Hal tersebut diungkap setelah mengikuti jalannya rapat Paripurna ke-20, yang tertunda dengan ketidak hadiran Anggota Dewan dalam jumlah yang telah ditetapkan, yang mana berlangsung di Gedung DPRD Kota Batam, Batam Centre - Batam. Senin, (17/12/2018)

Menurutnya, dalam mekanisme yang ditetapkan, selama belum terpenuhinya sebuah forum dimana sebanyak 2/3 kehadiran anggota dewan, oleh sebab itu regulasi ditingkat  mulai DPRD RI sampai Daerah ini.

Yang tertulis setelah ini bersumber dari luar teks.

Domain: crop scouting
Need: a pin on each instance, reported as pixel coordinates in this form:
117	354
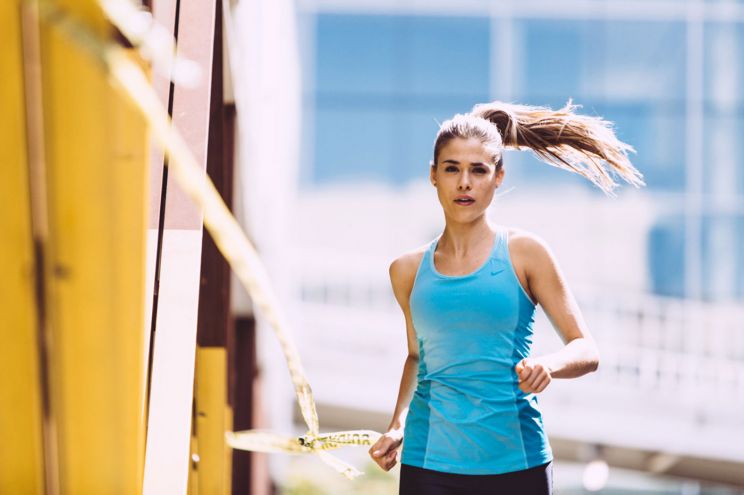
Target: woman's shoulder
527	245
404	267
408	262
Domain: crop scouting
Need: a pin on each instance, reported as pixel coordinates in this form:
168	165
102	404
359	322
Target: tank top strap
500	246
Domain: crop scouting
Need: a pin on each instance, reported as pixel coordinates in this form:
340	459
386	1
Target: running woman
467	408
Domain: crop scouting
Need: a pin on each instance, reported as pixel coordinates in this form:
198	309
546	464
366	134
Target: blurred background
316	120
658	272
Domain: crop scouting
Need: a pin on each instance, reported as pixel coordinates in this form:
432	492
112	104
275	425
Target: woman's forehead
469	150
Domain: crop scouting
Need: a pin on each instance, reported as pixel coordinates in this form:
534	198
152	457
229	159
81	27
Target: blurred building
659	272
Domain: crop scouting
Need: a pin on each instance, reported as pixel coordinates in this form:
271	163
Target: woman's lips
464	201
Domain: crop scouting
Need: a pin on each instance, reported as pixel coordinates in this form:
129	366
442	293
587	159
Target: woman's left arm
547	285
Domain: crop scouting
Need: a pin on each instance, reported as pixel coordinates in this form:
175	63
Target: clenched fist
385	450
533	375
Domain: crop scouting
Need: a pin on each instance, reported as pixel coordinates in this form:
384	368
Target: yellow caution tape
228	236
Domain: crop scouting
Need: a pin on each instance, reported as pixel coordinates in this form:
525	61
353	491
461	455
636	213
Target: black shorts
534	481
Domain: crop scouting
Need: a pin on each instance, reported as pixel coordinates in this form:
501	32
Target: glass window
608	69
383	83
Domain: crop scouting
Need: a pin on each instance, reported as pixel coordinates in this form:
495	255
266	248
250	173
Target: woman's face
465	178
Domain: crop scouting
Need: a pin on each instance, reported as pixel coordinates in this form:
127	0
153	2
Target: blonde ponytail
578	143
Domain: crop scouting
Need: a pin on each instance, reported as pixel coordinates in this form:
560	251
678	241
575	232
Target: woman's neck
459	239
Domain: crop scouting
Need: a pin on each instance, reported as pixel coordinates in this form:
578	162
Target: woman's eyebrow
471	163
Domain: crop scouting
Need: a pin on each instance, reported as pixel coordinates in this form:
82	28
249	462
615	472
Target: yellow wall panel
211	417
21	465
97	188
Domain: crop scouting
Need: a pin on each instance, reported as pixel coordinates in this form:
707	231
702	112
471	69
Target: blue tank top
468	415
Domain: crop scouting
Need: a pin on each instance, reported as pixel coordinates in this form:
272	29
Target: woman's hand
385	450
533	375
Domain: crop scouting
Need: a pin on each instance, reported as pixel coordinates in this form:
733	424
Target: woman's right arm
402	274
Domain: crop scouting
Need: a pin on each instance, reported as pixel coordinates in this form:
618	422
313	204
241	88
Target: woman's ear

Termasuk tata tertib DPRD, yang mana mengisyaratkan hanya dua kali untuk penundaan (diskor.red) dalam masa berjalannya rapat. "Tapi tadi, sudah dua kali melakukan penundaan  ternyata belum terpenuhi juga," ungkapnya.

Rapat Paripurna ke-20 DPRD Kota Batam, dalam agenda adalah laporan Bapemperda atas pengkajian/harmonisasi Ranperda penataan dan pemberdayaan Pedagang Kaki Lima dan sekaligus pengambilan keputusan.

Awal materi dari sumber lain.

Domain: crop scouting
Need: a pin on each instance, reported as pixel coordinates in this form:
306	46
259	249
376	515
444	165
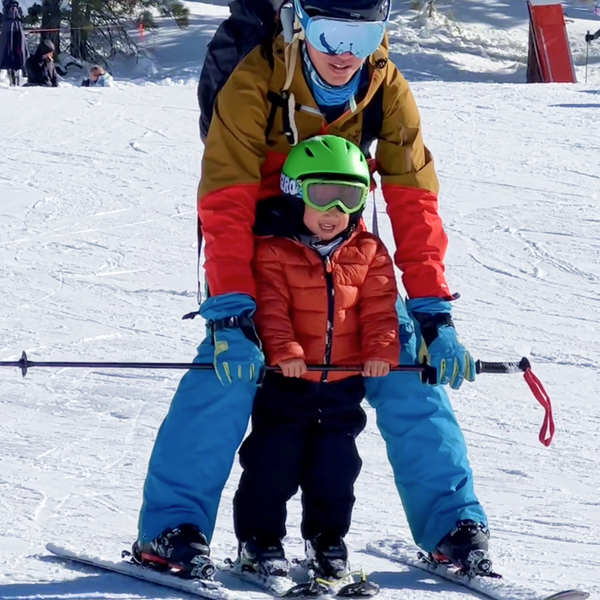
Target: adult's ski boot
265	559
466	546
327	556
183	551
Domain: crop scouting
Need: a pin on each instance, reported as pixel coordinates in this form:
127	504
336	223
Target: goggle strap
289	110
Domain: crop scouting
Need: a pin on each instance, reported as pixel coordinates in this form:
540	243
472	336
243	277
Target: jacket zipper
330	313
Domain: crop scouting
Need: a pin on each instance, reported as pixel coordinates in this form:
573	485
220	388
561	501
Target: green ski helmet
327	171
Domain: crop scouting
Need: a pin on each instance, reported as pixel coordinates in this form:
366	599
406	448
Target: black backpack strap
282	101
372	121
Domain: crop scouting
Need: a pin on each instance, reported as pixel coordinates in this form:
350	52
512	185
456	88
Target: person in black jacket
250	23
13	45
590	37
40	66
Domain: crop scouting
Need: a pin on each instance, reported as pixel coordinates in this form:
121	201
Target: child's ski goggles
322	195
337	36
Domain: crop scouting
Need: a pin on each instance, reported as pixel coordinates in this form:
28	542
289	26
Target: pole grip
502	367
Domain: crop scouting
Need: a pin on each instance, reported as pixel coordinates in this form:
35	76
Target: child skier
326	293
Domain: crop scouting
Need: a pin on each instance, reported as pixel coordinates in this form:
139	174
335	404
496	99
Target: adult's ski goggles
337	36
322	195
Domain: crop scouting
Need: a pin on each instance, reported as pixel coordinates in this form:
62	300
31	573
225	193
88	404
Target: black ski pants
303	435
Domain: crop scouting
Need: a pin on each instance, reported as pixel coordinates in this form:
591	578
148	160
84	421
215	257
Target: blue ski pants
197	443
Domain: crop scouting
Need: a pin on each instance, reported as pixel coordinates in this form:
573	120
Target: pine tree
99	29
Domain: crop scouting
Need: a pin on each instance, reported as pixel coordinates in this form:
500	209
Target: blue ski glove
441	347
238	354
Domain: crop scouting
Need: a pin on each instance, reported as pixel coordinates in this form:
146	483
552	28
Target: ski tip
569	595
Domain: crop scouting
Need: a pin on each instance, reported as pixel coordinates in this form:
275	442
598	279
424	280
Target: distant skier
98	77
13	43
282	93
40	66
322	281
590	37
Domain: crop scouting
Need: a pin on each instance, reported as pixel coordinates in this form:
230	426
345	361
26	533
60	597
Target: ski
492	586
200	587
280	586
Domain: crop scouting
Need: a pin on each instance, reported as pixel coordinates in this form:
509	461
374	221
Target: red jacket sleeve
420	238
273	302
377	306
227	218
410	188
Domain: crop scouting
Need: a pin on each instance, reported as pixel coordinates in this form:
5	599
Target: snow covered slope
97	262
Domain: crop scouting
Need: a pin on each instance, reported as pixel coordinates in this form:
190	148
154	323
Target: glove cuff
429	305
226	306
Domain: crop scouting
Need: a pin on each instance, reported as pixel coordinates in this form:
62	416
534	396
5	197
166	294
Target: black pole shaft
24	364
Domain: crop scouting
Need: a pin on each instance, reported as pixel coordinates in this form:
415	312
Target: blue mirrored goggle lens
334	36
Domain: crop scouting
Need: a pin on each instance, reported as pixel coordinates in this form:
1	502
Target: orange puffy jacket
299	293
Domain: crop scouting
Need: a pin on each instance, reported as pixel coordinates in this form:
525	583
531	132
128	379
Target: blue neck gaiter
325	94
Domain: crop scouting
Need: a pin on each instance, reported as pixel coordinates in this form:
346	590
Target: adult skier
334	77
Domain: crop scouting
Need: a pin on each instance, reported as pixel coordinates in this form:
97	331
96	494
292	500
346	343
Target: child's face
326	225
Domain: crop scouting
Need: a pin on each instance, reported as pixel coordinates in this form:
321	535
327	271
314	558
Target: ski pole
428	376
24	364
587	55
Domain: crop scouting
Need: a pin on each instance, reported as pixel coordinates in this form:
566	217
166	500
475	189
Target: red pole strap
547	430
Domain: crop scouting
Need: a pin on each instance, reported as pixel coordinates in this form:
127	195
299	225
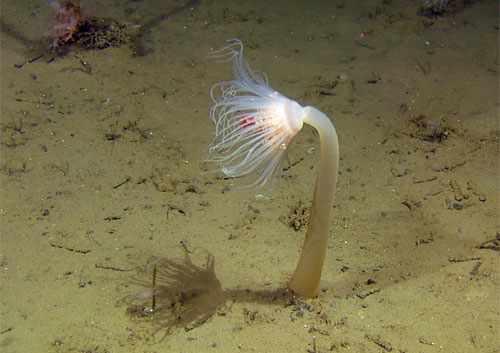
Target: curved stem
306	278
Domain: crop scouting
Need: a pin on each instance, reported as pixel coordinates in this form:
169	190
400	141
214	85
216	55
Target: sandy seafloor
100	173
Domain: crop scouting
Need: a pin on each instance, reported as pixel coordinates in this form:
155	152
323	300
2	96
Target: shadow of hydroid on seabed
177	293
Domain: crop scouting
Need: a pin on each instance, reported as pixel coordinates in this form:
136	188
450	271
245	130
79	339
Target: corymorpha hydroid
254	126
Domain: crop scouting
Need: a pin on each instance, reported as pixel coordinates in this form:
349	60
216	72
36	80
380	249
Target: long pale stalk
306	278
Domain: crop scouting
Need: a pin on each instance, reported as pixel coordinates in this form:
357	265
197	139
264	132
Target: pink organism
66	23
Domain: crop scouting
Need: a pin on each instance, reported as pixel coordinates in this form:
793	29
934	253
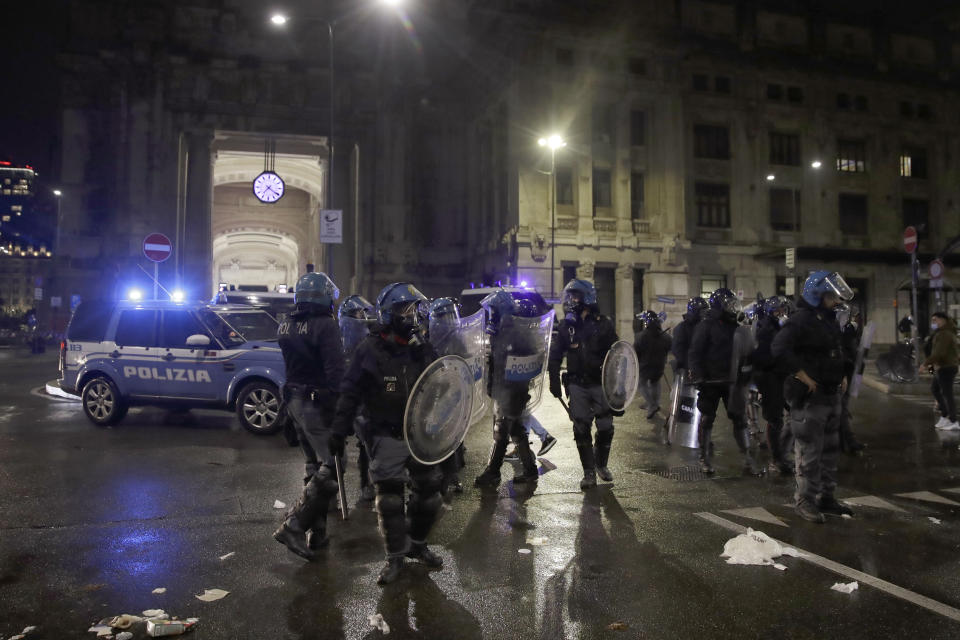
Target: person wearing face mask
809	352
384	368
942	361
584	337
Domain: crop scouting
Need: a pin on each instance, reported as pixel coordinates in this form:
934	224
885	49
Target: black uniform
710	359
380	377
313	357
810	342
585	343
769	382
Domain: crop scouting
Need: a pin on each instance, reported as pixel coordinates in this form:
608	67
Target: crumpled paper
209	595
756	547
850	587
377	622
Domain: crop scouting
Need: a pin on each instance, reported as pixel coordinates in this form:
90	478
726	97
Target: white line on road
848	572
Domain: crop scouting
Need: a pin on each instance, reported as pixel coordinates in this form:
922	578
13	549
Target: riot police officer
313	357
769	382
510	339
809	352
384	369
652	345
712	362
584	337
683	333
356	316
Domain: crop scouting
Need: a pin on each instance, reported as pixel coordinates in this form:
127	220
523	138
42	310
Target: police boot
529	462
589	466
390	571
602	454
490	477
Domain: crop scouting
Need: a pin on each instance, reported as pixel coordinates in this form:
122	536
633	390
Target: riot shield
467	340
438	410
620	375
684	420
353	331
866	341
519	362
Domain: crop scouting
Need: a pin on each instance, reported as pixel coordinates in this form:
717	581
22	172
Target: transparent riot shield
519	362
439	409
353	331
620	375
467	340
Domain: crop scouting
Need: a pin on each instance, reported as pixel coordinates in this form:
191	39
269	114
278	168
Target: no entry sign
157	247
909	239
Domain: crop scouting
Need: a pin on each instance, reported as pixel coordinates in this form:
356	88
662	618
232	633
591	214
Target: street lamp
554	142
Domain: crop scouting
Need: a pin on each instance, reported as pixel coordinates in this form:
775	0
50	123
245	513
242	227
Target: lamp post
554	142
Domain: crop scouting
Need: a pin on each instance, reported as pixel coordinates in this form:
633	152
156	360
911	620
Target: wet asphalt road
92	520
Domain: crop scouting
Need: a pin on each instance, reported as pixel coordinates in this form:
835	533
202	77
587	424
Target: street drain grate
690	473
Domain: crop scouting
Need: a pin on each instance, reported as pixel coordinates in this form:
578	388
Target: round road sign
910	239
157	247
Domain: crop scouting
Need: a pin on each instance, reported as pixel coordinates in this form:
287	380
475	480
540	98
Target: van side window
177	326
137	328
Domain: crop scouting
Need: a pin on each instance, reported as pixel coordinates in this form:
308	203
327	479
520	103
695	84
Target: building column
624	302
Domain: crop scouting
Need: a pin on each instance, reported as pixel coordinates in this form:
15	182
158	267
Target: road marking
927	496
872	501
757	513
850	573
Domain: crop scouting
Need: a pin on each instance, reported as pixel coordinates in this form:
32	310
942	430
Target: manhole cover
689	473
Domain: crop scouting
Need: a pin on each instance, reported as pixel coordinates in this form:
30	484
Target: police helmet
577	294
399	306
356	306
696	307
820	283
725	301
316	288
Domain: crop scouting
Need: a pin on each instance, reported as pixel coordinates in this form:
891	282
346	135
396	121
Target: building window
636	196
713	205
601	189
851	156
913	163
785	209
853	214
638	128
785	149
564	185
603	123
710	141
564	57
916	213
637	66
709	284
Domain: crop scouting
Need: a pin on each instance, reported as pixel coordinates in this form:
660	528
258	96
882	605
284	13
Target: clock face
268	187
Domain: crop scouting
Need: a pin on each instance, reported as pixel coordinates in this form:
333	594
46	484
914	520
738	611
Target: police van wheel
258	407
102	402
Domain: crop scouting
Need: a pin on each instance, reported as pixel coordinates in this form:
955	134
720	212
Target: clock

Laporan Pansus pembahasan Ranperda Usaha peternakan dan Pelayanan kesehatan hewan dan sekaligus pemgambilan keputusan.

Laporan Pansus pembahasan Ranperda perubahan Perda Nomor 12 Tahun 2001, Nomor 04 Tahun 2010, Nomor 08 Tahun 2013 dan Nomor 06Tahun 2014 dan sekaligus pengambilan keputusan.

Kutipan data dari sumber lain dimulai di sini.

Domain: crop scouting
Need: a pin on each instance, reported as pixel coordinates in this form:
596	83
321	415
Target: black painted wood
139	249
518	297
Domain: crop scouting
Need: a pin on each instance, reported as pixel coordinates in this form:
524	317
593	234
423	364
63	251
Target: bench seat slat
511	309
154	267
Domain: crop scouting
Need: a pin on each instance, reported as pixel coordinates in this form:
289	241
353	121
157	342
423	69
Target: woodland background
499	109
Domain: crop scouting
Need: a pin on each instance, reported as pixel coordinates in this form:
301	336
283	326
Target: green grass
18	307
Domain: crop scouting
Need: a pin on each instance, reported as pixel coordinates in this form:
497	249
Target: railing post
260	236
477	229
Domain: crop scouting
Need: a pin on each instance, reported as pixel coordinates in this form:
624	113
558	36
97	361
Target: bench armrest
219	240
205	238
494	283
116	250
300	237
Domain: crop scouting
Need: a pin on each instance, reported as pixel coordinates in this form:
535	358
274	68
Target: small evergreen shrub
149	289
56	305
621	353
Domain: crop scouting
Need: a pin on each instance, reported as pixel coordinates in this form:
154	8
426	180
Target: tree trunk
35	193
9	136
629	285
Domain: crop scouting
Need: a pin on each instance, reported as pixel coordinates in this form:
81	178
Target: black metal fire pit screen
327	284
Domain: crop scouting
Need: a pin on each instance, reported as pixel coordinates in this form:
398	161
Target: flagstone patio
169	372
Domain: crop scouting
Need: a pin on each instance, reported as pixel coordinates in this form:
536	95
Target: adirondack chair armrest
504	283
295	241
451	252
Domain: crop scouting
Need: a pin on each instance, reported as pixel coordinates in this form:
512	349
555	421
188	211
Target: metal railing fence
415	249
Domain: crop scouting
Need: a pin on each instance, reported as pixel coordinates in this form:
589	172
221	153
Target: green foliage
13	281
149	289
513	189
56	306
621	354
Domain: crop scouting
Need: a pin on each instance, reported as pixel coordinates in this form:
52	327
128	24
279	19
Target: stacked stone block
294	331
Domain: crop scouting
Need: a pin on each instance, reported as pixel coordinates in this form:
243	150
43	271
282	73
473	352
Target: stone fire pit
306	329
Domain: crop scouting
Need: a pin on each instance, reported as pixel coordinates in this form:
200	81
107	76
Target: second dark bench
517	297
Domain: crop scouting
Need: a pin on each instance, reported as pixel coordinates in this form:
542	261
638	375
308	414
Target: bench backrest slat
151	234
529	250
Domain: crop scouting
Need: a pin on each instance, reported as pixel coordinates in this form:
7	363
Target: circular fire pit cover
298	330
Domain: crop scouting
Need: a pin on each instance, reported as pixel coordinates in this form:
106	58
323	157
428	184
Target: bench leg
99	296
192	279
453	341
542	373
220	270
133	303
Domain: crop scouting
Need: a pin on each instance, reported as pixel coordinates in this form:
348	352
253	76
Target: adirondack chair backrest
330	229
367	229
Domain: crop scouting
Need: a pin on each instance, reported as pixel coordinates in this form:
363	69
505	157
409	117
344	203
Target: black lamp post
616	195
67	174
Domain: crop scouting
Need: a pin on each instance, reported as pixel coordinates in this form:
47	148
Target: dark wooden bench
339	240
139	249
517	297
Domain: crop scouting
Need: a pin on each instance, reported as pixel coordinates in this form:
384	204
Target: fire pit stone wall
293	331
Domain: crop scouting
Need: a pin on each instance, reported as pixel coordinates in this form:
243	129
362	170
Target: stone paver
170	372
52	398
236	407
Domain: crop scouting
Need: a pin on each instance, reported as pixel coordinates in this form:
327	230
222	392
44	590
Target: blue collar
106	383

Lanjut, Amsakar Achmad S. Sos, M.Si mengatakan, tapi kita percaya Badan Musyawarah akan melaksanakan Paripurna tiga Perda itu di akhir tahun ini.

"Mudah - mudahan akan di agendakan di akhir tahun ini. supaya kerjaan di tahun 2018 selesai, tidak ada tunggakan kerjaan lagi di tahun 2019, untuk itu kita harus mentaati mekaisme yang ada," pungkasnya.